Finetuning from multiclass to mutlilabel


I got a specific classification task where I finetuned a pretrained BERT Model on a specific task concerning customer reviews (classify a text as “customer service text”, “user experience” etc.):

num_labels_cla = 8
model_name_cla = "bert-base-german-dbmdz-uncased"
batch_size_cla = 32

model = AutoModelForSequenceClassification.from_pretrained(model_name_cla, num_labels=num_labels_cla)
tokenizer = AutoTokenizer.from_pretrained(model_name_cla)

As you can see I got 8 distinct classes. My finetuned classification model scores pretty well with unseen data with a f1 score of 80.1. However, it is possible that one text belongs to 2 different classes. My question now is how I have to change my code achieve that? I already transformed my target variable with MultiLabelBinarizer such that my target variable looks like this:

       [0, 0, 0, 1, 0, 0, 0, 0],
       [1, 0, 0, 0, 0, 0, 0, 0],
       [1, 0, 0, 1, 0, 0, 0, 0],

I am using the HuggingFace Trainer instance for finetuning.

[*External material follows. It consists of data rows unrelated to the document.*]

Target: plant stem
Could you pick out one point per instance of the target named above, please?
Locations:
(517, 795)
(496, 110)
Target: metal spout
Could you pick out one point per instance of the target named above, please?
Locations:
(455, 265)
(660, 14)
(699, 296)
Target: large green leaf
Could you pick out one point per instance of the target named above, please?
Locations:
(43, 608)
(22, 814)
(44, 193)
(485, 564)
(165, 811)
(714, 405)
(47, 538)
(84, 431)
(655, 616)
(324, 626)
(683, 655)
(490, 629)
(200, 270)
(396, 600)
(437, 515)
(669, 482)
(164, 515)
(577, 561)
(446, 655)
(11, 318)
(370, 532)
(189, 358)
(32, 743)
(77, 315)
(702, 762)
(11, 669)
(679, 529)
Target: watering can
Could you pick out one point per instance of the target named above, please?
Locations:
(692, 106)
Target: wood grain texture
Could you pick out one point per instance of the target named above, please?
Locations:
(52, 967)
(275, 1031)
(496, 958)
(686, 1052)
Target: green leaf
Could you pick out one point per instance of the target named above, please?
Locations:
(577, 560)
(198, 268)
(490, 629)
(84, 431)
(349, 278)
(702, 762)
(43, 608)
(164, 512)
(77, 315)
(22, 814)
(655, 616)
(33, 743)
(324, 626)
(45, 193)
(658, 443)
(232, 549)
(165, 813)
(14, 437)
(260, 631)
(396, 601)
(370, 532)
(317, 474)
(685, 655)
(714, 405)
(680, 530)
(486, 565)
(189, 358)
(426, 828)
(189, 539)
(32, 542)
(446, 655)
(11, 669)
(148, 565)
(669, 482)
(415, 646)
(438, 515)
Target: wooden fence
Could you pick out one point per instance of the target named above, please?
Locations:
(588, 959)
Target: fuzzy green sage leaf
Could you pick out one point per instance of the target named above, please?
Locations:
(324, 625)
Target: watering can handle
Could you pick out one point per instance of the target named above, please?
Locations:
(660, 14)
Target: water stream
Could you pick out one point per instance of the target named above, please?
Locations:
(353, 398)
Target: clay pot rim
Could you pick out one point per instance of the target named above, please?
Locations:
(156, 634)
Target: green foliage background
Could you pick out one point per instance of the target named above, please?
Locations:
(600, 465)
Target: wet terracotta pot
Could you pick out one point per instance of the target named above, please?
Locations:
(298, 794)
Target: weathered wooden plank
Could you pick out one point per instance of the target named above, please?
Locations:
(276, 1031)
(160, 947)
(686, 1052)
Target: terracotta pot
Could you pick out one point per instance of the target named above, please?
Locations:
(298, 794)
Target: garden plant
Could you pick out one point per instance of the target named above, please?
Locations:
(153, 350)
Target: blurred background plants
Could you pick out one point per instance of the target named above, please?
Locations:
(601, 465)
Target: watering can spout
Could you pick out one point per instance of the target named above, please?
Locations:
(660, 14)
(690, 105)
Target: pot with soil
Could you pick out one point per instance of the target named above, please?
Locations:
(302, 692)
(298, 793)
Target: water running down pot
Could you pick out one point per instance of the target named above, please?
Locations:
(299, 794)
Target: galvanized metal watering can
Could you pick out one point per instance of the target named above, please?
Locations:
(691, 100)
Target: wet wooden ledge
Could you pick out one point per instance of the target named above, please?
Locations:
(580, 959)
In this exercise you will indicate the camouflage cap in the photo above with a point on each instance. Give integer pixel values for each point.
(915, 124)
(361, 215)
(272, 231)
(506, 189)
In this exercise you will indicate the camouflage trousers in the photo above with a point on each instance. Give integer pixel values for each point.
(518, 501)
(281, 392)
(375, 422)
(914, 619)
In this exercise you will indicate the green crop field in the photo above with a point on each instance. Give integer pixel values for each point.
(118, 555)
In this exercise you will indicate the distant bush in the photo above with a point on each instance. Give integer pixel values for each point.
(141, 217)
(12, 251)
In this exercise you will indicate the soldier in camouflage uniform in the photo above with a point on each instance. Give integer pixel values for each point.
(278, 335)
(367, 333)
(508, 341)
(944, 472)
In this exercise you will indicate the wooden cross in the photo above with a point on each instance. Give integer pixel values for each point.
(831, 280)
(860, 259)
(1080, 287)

You can set the problem_type of an xxxForSequenceClassification model to multi_label_classification when instantiating it, like so:

from transformers import AutoModelForSequenceClassification

model = AutoModelForSequenceClassification.from_pretrained("bert-base-german-dbmz-uncased", problem_type="multi_label_classification", num_labels=num_labels_cla)

This ensures that the BCEWithLogitsLoss is used instead of the CrossEntropyLoss, which is necessary for multi-label classification. You can then fine-tune just like you would do with multi-class classification.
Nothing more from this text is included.